Dougal
I once knew a girl called Dougal. No, really. That wasn't her real name, obviously, but it's what she got called. She reckoned it was because of her long, uncontrollable, frizzy hair - like the dog in the Magic Roundabout. People can be so cruel...
One year The Discworld came to Embra. Again. I'd seen a production of Wyrd Sisters that made me Laff My Arse Off, as they say on t'internet, so when I heard that Guards! Guards! was to be staged with Paul Darrow (Avon off Blake's Seven) as Captain Vimes, I was sold. Mrs Farty wasn't interested in "that sci-fi stuff", so I asked around and Dougal said she'd quite like to go.
The first act has gone well, with several in-jokes for people who have read the books but also a good storyline for first-timers. Vimes, I have to say, was pure dead brilliant. Then comes the interval and off we go to the bar to discuss our thoughts on the play so far.
Out of the corner of my eye, I notice Dougal fidgeting uncomfortably with her drink. I glance down and notice, for the first time, that the fingers on her right hand are, er, missing. She just has little stumps where they ought to be. Still, she seems to be coping ok, so I figure she must be used to it and carry on chatting. Then the bell rings for the second act and in we go...

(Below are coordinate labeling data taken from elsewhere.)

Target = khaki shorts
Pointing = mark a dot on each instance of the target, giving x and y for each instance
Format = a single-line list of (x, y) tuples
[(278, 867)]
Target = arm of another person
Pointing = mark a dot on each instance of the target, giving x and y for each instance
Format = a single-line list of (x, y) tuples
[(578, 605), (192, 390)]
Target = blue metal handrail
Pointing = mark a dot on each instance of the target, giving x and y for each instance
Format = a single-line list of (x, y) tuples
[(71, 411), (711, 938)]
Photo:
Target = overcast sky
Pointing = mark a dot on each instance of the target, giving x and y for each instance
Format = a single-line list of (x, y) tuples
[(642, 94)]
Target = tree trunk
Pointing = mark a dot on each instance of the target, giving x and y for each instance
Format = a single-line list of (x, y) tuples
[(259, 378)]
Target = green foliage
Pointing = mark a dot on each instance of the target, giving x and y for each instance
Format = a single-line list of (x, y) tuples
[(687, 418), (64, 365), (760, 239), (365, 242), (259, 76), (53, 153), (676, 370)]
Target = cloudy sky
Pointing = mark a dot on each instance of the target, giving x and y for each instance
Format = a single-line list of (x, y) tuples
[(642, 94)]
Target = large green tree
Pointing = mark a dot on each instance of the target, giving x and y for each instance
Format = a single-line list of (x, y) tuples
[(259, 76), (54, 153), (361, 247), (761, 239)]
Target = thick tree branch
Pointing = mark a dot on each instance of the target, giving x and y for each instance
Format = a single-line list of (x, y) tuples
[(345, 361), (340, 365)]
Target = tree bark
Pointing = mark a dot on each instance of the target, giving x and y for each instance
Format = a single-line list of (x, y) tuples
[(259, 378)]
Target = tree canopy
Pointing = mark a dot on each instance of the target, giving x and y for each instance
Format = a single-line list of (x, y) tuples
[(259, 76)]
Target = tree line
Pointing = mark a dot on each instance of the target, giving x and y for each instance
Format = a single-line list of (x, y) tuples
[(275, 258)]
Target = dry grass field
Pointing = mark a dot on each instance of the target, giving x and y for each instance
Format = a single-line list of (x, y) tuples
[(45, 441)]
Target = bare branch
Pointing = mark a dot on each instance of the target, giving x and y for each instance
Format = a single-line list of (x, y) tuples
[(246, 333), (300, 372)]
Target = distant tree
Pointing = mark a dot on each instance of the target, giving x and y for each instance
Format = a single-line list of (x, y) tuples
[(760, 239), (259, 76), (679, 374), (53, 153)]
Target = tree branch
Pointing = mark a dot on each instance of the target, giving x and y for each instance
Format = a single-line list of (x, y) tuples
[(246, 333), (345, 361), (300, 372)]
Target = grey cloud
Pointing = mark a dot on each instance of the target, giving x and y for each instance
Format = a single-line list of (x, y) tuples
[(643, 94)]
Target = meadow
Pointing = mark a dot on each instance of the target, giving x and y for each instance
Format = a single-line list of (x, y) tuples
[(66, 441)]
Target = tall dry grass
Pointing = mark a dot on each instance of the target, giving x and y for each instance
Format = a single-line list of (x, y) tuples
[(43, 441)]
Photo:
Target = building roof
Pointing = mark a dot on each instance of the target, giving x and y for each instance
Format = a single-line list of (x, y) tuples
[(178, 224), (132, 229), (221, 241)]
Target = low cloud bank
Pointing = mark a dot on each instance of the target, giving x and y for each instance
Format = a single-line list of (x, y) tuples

Cut to two or three weeks later. I bump into Dougal again and she tells me she's hooked up with a bloke she's met off t'internet. From her description he seems to be quite a nice chap, despite being French. She's going over to visit him in person, as you do. And it's only now, when she's waving her hands about in excitement, that I notice her finger stubs again. Hang on - that's her left hand. Double-check - oh. Both hands. Well done. 2/10 for observation, Farty.
Fast forward six months. I've met Jean-Paul, and yes, he really is a very, very nice man. If it wasn't for the accent, you'd almost think he was Scotch. Dougal tells me he's proposed and shows me the ring. It is beautiful - a simple band of gold with a diamond inset. Except that it's a bracelet, of course. They're getting married in France and going to live in Romantic Paris.
Two years later. "Coo-ee! Farty!" It's Dougal. And Jean-Paul. In Safeway's. Embra. They have a buggy. I peer inside. A little person peers back at me. "This is Fifi. Isn't she lovely?"
I can't help it. I check the fingers. Ten. "Yes, she is. Cute." But she would still be lovely if she had taken after her mum. "So what happened to Paris?"
"It was horrible, just horrible. We really couldn't stand it. We stuck it out for as long as we could, but in the end we just gave up and came back home to Embra."
"Yes, but what exactly was wrong with Paris?"
"It was full of bloody Parisians. Even Jean-Paul hated it, and he's French!" We all laugh. It's a funny old world, innit?
I never did have the heart to tell her about where she really got her name, but I sometimes wonder if she knew all along?